Findings from studies of gastrointestinal cancer patients have demonstrated that those subjects with elevated serum CRP concentrations tended toward poorer prognoses than those whose CRP levels were not increases[14,22]. CRP was related to the depth of tumor invasion, tumor differentiation, and TNM stage. However, we found no significant associations between CRP and DFS or OS.

SAA is the most sensitive plasma protein indicative of inflammatory activity[23]. SAA is superior to CRP for the detection of inflammation associated with severe burns, viral infections, kidney transplantation, Crohn’s disease, and ulcerative colitis[23]. In this study, SAA was related to tumor size, depth of invasion, lymph node metastasis, clinical stage, and cancer recurrence.
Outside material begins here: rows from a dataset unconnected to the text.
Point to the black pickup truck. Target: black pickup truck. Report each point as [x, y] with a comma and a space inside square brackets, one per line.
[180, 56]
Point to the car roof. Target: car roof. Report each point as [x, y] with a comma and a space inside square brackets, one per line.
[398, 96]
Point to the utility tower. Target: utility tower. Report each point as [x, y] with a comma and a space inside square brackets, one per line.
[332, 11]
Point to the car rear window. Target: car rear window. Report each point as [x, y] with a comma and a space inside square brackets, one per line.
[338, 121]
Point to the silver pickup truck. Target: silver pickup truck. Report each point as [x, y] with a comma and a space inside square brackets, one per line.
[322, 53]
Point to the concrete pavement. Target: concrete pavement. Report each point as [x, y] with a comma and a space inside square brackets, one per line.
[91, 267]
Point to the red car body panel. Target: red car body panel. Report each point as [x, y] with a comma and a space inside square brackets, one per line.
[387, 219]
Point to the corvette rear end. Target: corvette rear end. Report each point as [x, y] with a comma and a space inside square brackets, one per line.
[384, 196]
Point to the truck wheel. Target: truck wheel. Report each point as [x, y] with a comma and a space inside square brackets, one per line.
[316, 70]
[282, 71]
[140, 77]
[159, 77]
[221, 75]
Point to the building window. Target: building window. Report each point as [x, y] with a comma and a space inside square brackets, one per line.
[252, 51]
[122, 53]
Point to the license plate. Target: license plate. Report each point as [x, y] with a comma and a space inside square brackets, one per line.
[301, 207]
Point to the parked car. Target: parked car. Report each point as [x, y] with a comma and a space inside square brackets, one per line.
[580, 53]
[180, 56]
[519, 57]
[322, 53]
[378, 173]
Similar results have been reported in other studies[17]. Those studies showed that gastric cancer patients had higher SAA levels than did patients with gastric ulcers and healthy individuals, and that SAA concentrations were correlated with prognosis[17]. SAA was related significantly to DFS and OS, and was determined to be an independent prognostic factor for OS in multivariate analysis (HR: 3.39, 95% CI = 1.02-11.23, P = 0.045).

Tumor VEGF expression was identified as a significant marker for tumor recurrence or reduced survival independent of conventional clinicopathological variables in gastric cancer[24,25]. However, the prognostic value of VEGF expression in gastric cancer remains unclear, and some studies have indicated that tumor VEGF expression may constitute an independent prognostic factor in DFS[24,25], whereas others have reported no such association[26]. In our study, VEGF expression was significantly correlated with tumor size, lymph node invasion and staging; however, our findings do not appear to confirm a significant association between VEGF expression and unfavorable prognosis in multivariate analysis.
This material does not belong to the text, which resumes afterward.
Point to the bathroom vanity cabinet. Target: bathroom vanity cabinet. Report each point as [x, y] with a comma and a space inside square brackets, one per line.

Univariate analysis demonstrated that the immunostaining of NF-κB RelA and levels of IL-6, VEGF and SAA were all significantly related with both DFS and OS. Multivariate analysis results verified that NF-κB RelA and SAA were independently associated with OS. Although changes in the expression levels of several cytokines have been frequently reported, their proposed role in the pathogenesis and progression of gastric cancer remains controversial. The results of such studies may be confounded by several factors, including small patient sample size and variable therapeutic protocols which may potentially have affected patient outcomes. Well-designed large scale studies will be necessary to confirm our data.

COMMENTS

Background

The active nuclear factor-κB (NF-κB) transcription factor promotes the expression of target genes. The majority of proteins encoded for by NF-κB target genes participate in host immune responses, proliferation, invasion, angiogenesis, and metastasis of cancer cells.

Research frontiers

The objective of the current investigation was to clarify the prognostic significance of NF-κB RelA and its target gene products in gastric cancer patients.
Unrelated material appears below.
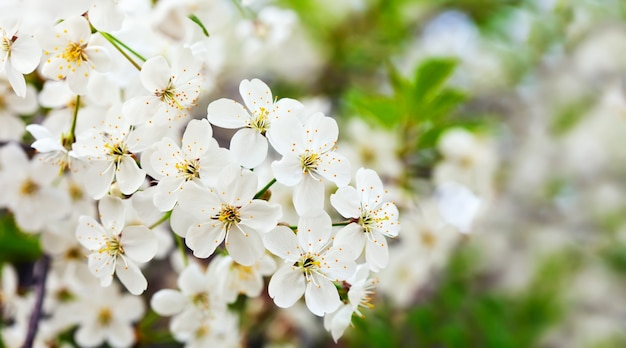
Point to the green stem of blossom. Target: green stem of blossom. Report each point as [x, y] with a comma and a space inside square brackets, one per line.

Innovations and breakthroughs

In the present study, NF-κB RelA expression in tumor tissues was related to increased serum levels of interleukin (IL)-6 (P = 0.044) and C reactive protein (CRP) (P = 0.010). Levels of serum IL-6, vascular endothelial growth factor (VEGF), serum amyloid A (SAA) and CRP were related to the stage. Univariate analysis demonstrated that immunostaining of NF-κB RelA, levels of IL-6, VEGF, SAA were significantly related with both disease free survival and overall survival (OS). Multivariate analysis verified that NF-κB RelA and SAA were independently associated with OS.

Applications

Increased expression of NF-κB RelA and high levels of serum SAA were associated with poor OS in gastric cancer patients.

Peer review

The authors of this manuscript examined potential prognostic value of NF-κB RelA expression in gastric cancer patients and reported an inverse relationship between RelA expression and patient survival. In addition to RelA, the contribution of several inflammatory mediators/cytokines to the patient prognosis was also investigated. The study was well-designed and the data are convincing.